I have searched stack overflow on how to extract table information from a pdf without horizontal lines, and I am almost successful, however this brings me to my next problem. How to correctly output the data for use in a DataFrame.
The pdf tables in question is the following:
Now I would like to have all of the data of this table, excluding the total (from Samtals ISK... down).

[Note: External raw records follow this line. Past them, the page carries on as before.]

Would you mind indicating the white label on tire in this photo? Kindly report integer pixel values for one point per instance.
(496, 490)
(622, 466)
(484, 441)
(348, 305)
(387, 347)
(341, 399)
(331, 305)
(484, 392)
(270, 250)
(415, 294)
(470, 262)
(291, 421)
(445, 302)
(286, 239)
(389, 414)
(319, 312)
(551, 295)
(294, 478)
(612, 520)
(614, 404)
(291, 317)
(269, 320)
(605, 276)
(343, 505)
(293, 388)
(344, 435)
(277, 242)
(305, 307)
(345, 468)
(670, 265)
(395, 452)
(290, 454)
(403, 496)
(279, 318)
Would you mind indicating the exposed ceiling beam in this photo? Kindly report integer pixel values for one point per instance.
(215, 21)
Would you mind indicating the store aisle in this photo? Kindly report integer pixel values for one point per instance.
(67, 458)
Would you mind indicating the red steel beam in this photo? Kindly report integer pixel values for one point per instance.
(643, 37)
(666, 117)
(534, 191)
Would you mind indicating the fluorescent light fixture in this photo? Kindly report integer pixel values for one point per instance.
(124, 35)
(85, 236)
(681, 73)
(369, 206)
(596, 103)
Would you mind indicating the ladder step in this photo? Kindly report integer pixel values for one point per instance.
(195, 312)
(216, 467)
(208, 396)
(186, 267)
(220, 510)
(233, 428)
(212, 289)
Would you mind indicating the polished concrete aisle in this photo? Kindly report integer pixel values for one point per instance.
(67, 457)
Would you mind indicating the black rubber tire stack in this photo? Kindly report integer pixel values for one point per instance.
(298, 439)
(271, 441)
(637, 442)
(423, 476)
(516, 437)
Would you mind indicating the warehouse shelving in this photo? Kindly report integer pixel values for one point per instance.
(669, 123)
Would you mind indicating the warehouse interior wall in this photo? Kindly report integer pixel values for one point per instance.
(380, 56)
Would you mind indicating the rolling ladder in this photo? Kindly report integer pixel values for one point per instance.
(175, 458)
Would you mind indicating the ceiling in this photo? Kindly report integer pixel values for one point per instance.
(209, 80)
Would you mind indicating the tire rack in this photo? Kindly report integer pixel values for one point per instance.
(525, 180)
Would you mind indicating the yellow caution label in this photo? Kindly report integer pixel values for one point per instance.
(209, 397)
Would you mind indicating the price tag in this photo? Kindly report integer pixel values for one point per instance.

As of yet I have used the following:
# Extract text and table from pdf.
with pdfplumber.open(file_path) as invoice:
page = invoice.pages[0]
text = page.extract_text().split('\n')
table = page.extract_table(table_settings={"vertical_strategy": "text",
"horizontal_strategy": "lines"})
table
But calling up this table
gives the following output:
[['',
'7159\n7156\n7154\n7155\n7158\n7157\n7160\n5013\n5014\n5015\n5025\n5017',
'Hummus\nGuacamole\nChili Mayo\nSalsa\nTzatzikisósa\nPestó\nGarlic oil\nSætkartöflusalat\nRauðrófur\nBrokkolísalat\nBrokkoli\nSalat',
'Samtal\n11% VS\nSamtal',
'1\n1\n2\n1\n1\n1\n1\n5\n6\n1\n2\n1\ns \nK\ns',
'0\n0\n0\n0\n0\n0\n0\n0\n0\n0\n0\n8\nISK\nISK',
'án VS\n með',
'809,00\n2.170,00\n444,00\n812,00\n713,00\n909,00\n1.886,00\n1.205,00\n1.683,00\n1.391,00\n1.362,00\n1.980,00\nK\nVSK',
'11\n11\n11\n11\n11\n11\n11\n11\n11\n11\n11\n11',
'8.090\n21.700\n8.880\n8.120\n7.130\n9.090\n18.860\n60.250\n100.980\n13.910\n27.240\n35.640\n319.890\n35.188'],
[None, None, None, None, None, None, None, None, None, '355.078']]
Which is step in the right direction but not 100% what I want. I do not know how to get each horizontal entry seen as a new "line" that corresponds to the rest.
What is the solution to this problem? Do I need to extract the data in a different way, or should I format the extracted data better?